The people making these claims were conflating the legitimate grievances of the Bangladeshis (at that time East Pakistanis) with the illegitimate actions of the Indian state - which were two quite distinct things even if they came together in that one instance. The issue of East Pakistani autonomy had been articulated in terms of language (there were language riots in 1952 in which the rioters were brutally suppressed and West Pakistani newspapers at the time only mentioned it briefly and in passing); the issue of representation in the military, which was being seen as problematic by East Pakistanis everywhere; and crucially, resource allocation, which was being concentrated in the Western wing. Those are the big, macro things we all vaguely know about. On the other hand, the little things that come out of the National Assembly debates of the time include the decision of where to set up television stations (surprise: they were concentrated in West Pakistan); the priority given to refugee reallocation in terms of funds and the set up of employment exchanges in the West; the set up of factories and industry in Karachi through government funds...the list goes on. The point here is that there are so many historical factors that we do not even see that go into the expression of separatist sentiment.
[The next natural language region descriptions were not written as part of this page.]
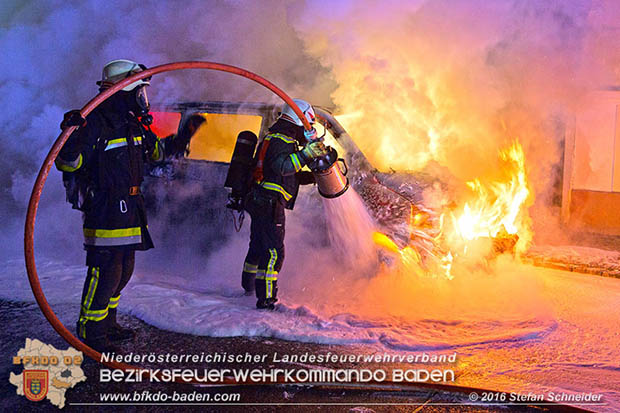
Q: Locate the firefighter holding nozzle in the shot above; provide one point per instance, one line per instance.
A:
(275, 183)
(103, 166)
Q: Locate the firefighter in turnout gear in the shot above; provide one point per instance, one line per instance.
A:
(276, 179)
(103, 166)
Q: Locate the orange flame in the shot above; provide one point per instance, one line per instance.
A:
(497, 207)
(496, 210)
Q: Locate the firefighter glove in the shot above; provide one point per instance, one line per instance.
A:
(72, 118)
(314, 150)
(310, 135)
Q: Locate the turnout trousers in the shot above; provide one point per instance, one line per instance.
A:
(109, 271)
(266, 251)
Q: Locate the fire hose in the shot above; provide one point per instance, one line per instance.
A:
(37, 189)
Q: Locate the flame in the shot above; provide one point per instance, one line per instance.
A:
(495, 210)
(498, 206)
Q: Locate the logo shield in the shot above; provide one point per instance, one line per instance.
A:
(36, 384)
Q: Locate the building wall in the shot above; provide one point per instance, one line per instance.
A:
(594, 196)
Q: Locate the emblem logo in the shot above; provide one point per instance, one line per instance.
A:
(36, 384)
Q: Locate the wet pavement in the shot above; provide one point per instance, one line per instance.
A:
(24, 320)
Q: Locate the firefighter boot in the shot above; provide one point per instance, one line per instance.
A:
(116, 332)
(266, 293)
(93, 334)
(247, 282)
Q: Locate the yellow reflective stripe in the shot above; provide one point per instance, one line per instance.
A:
(251, 268)
(157, 154)
(275, 187)
(69, 166)
(92, 287)
(94, 312)
(272, 261)
(114, 301)
(264, 277)
(120, 142)
(280, 136)
(94, 317)
(270, 270)
(112, 233)
(296, 163)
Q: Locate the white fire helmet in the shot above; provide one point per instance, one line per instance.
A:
(289, 114)
(117, 70)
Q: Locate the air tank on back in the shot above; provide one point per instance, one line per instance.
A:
(240, 170)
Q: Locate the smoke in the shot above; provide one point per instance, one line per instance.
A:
(453, 83)
(54, 52)
(422, 82)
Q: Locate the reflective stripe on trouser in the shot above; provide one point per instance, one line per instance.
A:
(114, 301)
(108, 272)
(266, 280)
(248, 275)
(112, 237)
(86, 312)
(267, 246)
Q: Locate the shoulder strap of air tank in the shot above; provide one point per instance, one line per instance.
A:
(260, 160)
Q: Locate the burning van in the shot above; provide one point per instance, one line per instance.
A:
(187, 190)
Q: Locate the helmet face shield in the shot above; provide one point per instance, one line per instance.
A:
(289, 114)
(142, 99)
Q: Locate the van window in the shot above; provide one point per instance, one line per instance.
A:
(165, 123)
(215, 139)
With what seems like a more permanent (fingers crossed) return to democracy, these are questions we now need to think about and pressurise whoever we support to begin thinking about as well: how can the legitimate concerns of provincial powers be addressed? Is it possible for such negotiations to take place not between the military and guerrilla fighters in open conflict (such as happened in Bangladesh in 1971 and Balochistan in 1973) but between political leaders who are dependent on us for our vote?
Whatever we may think within our internal national discussions, history has not vindicated us. Today, there are several books by Bangladeshi nationalists that discuss the country's history under "West Pakistani colonialism". And they are not entirely wrong. In the past (and even today), forcing the argument for ‘sovereignty' down people's throats has been counterproductive. In the 1950s in Pakistan, Iskander Mirza publicly stated that provincial autonomy was to be equated with the disintegration of Pakistan. As mentioned in the beginning of this article, that is certainly not what Quaid-e-Azam, who surely knew much more and much better than Mirza, had said to the provinces when they joined the country.
This short narrative is not intended to give instruction about the way forward but simply to convey the need to give this issue the seriousness it deserves and not reduce it to an imperialist construct.